In-home visitation programs for new mothers and early childhood learning cannot be slashed in the wake of the coronavirus pandemic, advocates said Wednesday.

The visits improve the overall health and mental health of parents in low-income and minority communities, advocates said.

New York, which has a task force on maternity and maternal outcomes, must maintain its voluntary maternal, infant and early childhood home visiting programs, which decrease child abuse and neglect, improves health outcomes for mom and baby, increases school readiness and saves money in reduced health care and education costs.

State and local programs such as Power of Two, Nurse Family Partnership, SafeCare, Healthy Families NY, Early Head Start and others, strengthens families with young children by meeting with families in their homes and directly providing or connecting families with health, mental health, parenting and other supports and services, depending on each family’s unique needs, according to data from the state Council on Children and Families.

“We are all really feeling the stress of the pandemic, let alone pregnant women and mothers of newborns,” Assemblywoman Pat Fahy said during a virtual press conference Wednesday. “We are all living in a very unsettling time. Home visits are about prevention and connection. Prevention works.”

There are 1,375,156 children under age 6 in the state, and 311,103, or 23%, of them live in poverty, according to National Center for Children in Poverty data.
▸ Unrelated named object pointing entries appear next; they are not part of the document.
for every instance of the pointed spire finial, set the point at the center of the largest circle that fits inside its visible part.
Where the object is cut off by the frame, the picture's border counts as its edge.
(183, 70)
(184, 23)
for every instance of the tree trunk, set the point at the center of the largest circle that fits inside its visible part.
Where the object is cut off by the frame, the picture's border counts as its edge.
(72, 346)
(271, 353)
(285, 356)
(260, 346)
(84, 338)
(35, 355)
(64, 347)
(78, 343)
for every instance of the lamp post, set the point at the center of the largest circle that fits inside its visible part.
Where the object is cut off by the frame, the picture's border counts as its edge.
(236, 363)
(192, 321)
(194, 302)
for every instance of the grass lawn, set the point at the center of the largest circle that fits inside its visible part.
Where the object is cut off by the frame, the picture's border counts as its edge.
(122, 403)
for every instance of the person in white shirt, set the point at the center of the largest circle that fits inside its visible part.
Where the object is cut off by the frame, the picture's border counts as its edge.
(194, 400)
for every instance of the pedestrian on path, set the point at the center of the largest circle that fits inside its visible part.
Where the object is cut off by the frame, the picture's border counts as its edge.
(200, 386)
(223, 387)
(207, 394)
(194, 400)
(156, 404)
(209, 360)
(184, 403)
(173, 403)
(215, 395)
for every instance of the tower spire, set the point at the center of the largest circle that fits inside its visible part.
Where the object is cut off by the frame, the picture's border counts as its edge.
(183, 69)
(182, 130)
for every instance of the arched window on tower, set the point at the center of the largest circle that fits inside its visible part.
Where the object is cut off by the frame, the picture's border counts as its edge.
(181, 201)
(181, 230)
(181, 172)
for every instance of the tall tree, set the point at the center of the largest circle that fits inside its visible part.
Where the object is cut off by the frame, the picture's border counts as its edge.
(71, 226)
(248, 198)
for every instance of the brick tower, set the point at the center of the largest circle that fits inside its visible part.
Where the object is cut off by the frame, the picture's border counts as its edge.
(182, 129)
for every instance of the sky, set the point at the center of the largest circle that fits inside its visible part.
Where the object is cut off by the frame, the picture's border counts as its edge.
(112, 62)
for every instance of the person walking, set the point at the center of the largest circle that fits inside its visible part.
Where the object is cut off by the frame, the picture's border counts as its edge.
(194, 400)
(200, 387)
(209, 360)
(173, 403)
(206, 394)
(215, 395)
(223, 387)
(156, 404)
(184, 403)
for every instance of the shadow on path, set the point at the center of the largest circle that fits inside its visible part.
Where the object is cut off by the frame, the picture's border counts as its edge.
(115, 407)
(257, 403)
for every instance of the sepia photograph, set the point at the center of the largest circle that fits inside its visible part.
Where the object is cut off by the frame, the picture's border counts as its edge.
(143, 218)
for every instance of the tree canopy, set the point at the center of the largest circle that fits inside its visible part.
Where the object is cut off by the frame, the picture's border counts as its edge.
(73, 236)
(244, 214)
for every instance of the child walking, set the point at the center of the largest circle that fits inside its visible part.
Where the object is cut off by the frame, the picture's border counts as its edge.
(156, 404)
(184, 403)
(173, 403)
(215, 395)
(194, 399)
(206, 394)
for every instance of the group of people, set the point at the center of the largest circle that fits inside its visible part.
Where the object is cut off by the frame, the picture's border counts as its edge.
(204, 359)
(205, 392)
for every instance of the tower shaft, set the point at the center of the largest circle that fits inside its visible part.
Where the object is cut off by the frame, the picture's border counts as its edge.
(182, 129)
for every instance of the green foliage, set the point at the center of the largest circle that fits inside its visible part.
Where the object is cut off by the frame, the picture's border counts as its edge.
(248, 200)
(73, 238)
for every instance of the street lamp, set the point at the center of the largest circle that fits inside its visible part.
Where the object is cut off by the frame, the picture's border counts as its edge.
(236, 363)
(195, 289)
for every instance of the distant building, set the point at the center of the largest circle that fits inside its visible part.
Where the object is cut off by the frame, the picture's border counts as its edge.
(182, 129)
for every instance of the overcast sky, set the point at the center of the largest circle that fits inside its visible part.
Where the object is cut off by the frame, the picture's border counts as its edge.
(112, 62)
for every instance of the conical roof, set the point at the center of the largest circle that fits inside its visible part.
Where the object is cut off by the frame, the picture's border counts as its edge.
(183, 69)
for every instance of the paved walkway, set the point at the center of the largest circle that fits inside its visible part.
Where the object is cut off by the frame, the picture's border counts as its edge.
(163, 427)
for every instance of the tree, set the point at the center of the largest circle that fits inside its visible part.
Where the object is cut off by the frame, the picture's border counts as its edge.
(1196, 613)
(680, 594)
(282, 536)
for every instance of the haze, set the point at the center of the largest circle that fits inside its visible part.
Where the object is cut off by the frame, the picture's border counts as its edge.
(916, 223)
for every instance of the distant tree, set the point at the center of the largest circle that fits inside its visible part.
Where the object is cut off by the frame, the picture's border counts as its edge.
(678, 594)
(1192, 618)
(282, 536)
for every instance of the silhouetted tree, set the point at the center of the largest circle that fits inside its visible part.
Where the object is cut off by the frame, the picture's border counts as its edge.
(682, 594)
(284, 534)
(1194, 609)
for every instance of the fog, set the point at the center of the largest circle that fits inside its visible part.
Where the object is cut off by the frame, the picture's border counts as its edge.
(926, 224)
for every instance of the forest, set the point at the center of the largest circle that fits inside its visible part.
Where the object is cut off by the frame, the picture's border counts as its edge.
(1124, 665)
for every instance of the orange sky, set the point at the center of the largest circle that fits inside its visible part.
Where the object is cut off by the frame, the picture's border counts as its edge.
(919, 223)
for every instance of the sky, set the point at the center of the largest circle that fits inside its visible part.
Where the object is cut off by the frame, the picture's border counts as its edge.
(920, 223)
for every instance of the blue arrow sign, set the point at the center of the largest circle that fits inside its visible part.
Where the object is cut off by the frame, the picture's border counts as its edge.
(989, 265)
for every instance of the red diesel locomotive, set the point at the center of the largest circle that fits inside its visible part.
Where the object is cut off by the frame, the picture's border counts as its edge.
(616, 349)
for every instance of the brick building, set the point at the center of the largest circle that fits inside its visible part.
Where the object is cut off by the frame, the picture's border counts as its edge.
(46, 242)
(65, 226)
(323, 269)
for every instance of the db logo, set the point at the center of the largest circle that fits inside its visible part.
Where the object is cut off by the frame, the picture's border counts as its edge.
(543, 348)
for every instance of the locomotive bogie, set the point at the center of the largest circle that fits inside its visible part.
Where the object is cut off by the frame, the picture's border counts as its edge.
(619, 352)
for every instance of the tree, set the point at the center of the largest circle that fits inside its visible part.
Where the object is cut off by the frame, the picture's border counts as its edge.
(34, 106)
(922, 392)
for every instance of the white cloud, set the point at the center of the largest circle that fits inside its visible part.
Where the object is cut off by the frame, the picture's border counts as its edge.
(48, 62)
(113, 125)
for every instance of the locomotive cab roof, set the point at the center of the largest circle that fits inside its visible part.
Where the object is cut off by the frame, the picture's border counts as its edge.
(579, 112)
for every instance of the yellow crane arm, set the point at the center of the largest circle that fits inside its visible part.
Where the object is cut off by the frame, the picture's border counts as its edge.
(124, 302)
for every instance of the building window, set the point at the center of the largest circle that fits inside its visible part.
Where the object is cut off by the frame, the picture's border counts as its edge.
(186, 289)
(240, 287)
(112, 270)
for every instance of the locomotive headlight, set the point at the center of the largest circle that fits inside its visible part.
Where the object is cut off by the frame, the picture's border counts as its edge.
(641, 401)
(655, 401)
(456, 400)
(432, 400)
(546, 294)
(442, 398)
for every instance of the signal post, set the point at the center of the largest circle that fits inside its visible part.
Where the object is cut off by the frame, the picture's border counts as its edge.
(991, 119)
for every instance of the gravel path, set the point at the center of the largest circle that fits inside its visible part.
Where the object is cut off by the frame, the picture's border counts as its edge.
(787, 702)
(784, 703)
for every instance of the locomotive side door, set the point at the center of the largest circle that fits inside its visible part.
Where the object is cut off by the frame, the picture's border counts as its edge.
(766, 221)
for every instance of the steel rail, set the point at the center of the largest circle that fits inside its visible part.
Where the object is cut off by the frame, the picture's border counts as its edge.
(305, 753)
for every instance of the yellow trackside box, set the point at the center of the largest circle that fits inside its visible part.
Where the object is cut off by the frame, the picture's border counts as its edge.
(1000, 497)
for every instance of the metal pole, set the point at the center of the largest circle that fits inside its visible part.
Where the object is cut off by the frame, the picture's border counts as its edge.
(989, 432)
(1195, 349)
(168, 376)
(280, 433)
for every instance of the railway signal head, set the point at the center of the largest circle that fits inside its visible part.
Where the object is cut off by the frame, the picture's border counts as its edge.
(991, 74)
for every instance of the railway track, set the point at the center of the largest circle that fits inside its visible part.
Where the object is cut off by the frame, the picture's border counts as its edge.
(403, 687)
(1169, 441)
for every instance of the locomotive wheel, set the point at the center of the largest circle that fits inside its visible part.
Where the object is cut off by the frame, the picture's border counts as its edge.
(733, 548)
The state expects broad 20% budget cuts to education, health care and localities in the wake of a nearly $30 billion deficit over two years because of the COVID-19 pandemic, which could place in-home visitation programs on the chopping block.

Fahy, D-Albany, introduced a bill for a public education campaign about the state’s in-home visitation programs. The programs are needed more than ever as parents face higher rates of mental health and substance abuse during the pandemic.

Fahy co-sponsored Assembly bill A3276 last year, which was signed into law last Aug. 1, establishing maternal mortality review boards and the maternal mortality and morbidity advisory council.

The state had 704,466 live births in a three-year span, and approximately 314,765 of those young children live in families with income below 200% of the federal poverty level. The funded capacity of state home visiting programs is about 17,509, or the state has the home-visiting capacity to serve 6% of babies in low-income families and 3% of all children up to age 3.

“Anxiety is contagious — I’ve never met a mom with a newborn that is not overwhelmed,” Fahy said. “These programs are an investment in our communities ... This is New York. We can absolutely do better.”

The programs provide education to families in low-income and minority neighborhoods statewide, and provide education about child development, food assistance, health insurance and opioid treatment, among other essential services.

Children in communities of color are most at risk, said Melodie Baker, national policy director for Just Equations and co-chair of Raising NY.

“Investing in home visiting is a prevention approach to limiting exposure to poverty-inducing circumstances,” said Baker, adding young families in poverty suffer more from mental health issues — especially in the wake of the coronavirus, which more greatly impacted families on Medicaid.

In-home visitation programs need more funding because of the pandemic, Baker said, so visitors feel safe and protected entering other residences during the pandemic and can support the whole family.

More funding is necessary for home visits, or virtual visits, Baker said.

“While children have not been as affected [by COVID-19], those families need adequate support,” she added. “I believe we are going to get over this virus, but what we do know is children in low-income and black and brown [families] will be working with this for years on end.

“We don’t want to just continue to talk and discuss what the challenges look like. We really need to make some efforts to close those gaps so that the burden of inequity, racism and implicit, institutional bias does not fall on the shoulders of the vulnerable population.”

Home visitation programs support all families, including assisting veterans with post-traumatic stress disorder.

Kate Breslin, president and CEO of the Schuyler Center for Analysis and Advocacy, said government has a responsibility to invest in early-intervention and childhood education programs proven to help New York families.

Early childhood and maternal visitation programs are an effective strategy to address social and economic racial inequalities, exacerbated by the COVID-19 pandemic, Breslin said.

“Right now, we need to look at that even more,” Breslin said, adding programming availability widely varies across the state. “...How do we improve opportunity for all New Yorkers, and especially those who are struggling right now?

“...Anytime there’s a cut in funding at any level, that diminishes capacity,” she added. “When capacity is diminished, it often takes a long time to ramp it back up — even when funding is restored.”

Advocates noted the need for federal coronavirus aid to U.S. states and localities, echoing the request Gov. Andrew Cuomo, top state officials and governors across the nation have made for months.

“We know the state is in a fiscal hole,” Breslin said. “We are very much looking to the federal government to help New York state, especially to preserve these very, very important programs. We’re trying to get increased investment and to ward off cuts.

“...We are looking for others to help us make the case that we need to make sure we continue to invest in things that reduce inequities, improve outcomes for moms and babies and create opportunity in communities that are really struggling right now mid-pandemic.”